Por: Jorge García Quiroga
Opinión
En Colombia es evidente una situación que se repite una y otra vez: bienes que funcionan adecuadamente en manos privadas, productivos, útiles o al menos bien mantenidos, terminan deteriorados cuando pasan a la administración del Estado. Esto ocurre con frecuencia en el marco de la extinción de dominio, un mecanismo jurídico necesario y legítimo que el país debe mantener y fortalecer. No se trata de cuestionar la ley ni de sugerir que no deba aplicarse. Por el contrario, es un instrumento esencial para quitarle poder económico a quienes cometen delitos. El objetivo aquí es visibilizar una problemática paralela: la deficiente gestión pública de esos bienes mientras se completa el proceso legal.
En el sector privado, el mantenimiento de un bien responde a un incentivo claro: proteger su valor y obtener rentabilidad. Quien es dueño toma decisiones rápidas, invierte, repara y mantiene porque el bien es suyo y cualquier deterioro afecta directamente su patrimonio. Cuando ese mismo bien pasa a manos del Estado, la lógica cambia. La administración pública no actúa como propietaria, sino como custodio temporal. Y un custodio, sin incentivos económicos ni libertad plena para decidir, difícilmente mantiene la productividad o el valor del activo.
A esto se suma la burocracia. Cualquier acción estatal, desde reparar un techo hasta contratar vigilancia o comprar insumos, exige estudios previos, autorizaciones, procesos de contratación, revisiones jurídicas y controles internos. Lo que un privado resuelve en días, el Estado puede tardar meses o años en tramitar. Esa lentitud, propia de la estructura administrativa, acelera el deterioro físico y funcional de los bienes.
El problema es aún más evidente dentro del procedimiento de extinción de dominio. Esta figura, necesaria para impedir que bienes ilícitos regresen al crimen, puede tardar varios años en resolverse. Durante ese tiempo, los bienes quedan en una especie de congelamiento legal. No se pueden vender, transformar, arrendar libremente ni ejecutar inversiones estructurales significativas. Aunque la ley busca proteger el debido proceso y garantizar que la decisión judicial sea legítima, esta protección prolongada genera un vacío de gestión que afecta directamente el estado y el valor del bien.

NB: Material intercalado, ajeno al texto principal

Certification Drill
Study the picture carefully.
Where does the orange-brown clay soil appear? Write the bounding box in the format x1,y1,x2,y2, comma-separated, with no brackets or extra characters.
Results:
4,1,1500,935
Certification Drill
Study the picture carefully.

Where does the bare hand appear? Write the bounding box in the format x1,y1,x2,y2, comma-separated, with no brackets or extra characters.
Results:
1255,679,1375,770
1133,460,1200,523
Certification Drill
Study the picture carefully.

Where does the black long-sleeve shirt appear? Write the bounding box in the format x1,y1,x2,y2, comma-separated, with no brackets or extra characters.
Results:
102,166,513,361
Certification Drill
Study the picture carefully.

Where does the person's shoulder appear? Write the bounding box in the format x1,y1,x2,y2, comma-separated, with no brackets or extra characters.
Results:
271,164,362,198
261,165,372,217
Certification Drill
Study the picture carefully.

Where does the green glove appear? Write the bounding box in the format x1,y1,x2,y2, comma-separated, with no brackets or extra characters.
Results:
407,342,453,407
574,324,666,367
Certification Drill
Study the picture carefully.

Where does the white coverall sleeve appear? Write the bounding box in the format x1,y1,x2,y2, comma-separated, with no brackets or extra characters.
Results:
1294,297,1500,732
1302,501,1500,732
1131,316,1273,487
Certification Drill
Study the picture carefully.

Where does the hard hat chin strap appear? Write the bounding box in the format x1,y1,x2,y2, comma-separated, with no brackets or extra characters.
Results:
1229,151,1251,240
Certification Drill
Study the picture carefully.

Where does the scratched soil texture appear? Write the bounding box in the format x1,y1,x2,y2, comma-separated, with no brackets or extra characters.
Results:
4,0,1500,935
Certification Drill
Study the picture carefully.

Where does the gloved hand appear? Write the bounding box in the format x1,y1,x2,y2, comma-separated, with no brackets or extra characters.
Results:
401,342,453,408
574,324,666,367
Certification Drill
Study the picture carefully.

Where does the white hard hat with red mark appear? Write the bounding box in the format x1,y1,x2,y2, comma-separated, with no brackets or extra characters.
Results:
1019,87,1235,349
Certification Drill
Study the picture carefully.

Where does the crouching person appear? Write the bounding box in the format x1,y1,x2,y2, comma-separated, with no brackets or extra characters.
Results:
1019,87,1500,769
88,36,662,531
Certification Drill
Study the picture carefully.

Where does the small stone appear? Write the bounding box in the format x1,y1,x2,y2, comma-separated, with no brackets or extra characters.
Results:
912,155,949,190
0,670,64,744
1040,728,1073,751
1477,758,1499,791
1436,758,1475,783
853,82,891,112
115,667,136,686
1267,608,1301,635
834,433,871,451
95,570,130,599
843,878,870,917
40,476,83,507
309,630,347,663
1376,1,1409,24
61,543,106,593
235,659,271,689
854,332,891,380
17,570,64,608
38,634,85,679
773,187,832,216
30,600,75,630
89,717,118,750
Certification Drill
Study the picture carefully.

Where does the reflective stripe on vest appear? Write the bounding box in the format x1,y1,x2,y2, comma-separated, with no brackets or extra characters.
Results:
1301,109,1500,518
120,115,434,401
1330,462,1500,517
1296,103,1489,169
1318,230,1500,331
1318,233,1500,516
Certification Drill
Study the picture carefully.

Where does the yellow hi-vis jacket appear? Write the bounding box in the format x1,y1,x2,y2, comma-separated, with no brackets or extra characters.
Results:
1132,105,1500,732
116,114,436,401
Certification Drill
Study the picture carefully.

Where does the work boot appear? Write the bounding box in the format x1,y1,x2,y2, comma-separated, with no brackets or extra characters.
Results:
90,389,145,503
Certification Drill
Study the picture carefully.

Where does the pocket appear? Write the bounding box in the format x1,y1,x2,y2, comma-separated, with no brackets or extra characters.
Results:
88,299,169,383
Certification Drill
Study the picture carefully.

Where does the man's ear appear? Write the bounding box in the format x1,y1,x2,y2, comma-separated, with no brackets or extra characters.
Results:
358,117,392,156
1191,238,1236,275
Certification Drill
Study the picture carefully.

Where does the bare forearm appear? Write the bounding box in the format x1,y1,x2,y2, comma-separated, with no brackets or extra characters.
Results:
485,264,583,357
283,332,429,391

Los ejemplos públicos muestran un patrón claro. Diversas fincas rurales incautadas, agrícolas, cafeteras, ganaderas o frutícolas, pierden productividad por falta de insumos, mantenimiento, personal técnico y capacidad de inversión. Esto no implica criticar la extinción de dominio, sino reconocer que la administración pública no cuenta con herramientas ágiles para operar unidades productivas rurales.
En zonas urbanas ocurre lo mismo. Múltiples viviendas, locales y edificios sometidos a largos procesos judiciales se deterioran por el desuso y la falta de intervención oportuna. Inmuebles que antes tenían valor comercial terminan con filtraciones, daños eléctricos o incluso usos indebidos.
También sucede con vehículos retenidos que permanecen durante años en depósitos, perdiendo su valor por el clima, la falta de uso y la ausencia de mantenimiento. En ocasiones, al final del proceso, el costo de su custodia supera el valor del propio bien.
Todo esto evidencia un problema estructural: el Estado colombiano está diseñado para ejercer control, vigilar y custodiar, no para operar bienes que requieren decisiones empresariales rápidas. La extinción de dominio es indispensable, pero la gestión de los bienes necesita un modelo más técnico, ágil y flexible. No es un cuestionamiento a la ley, sino un llamado a mejorar la administración para que los bienes recuperados del crimen se conviertan realmente en activos sociales y no en pérdidas inevitables.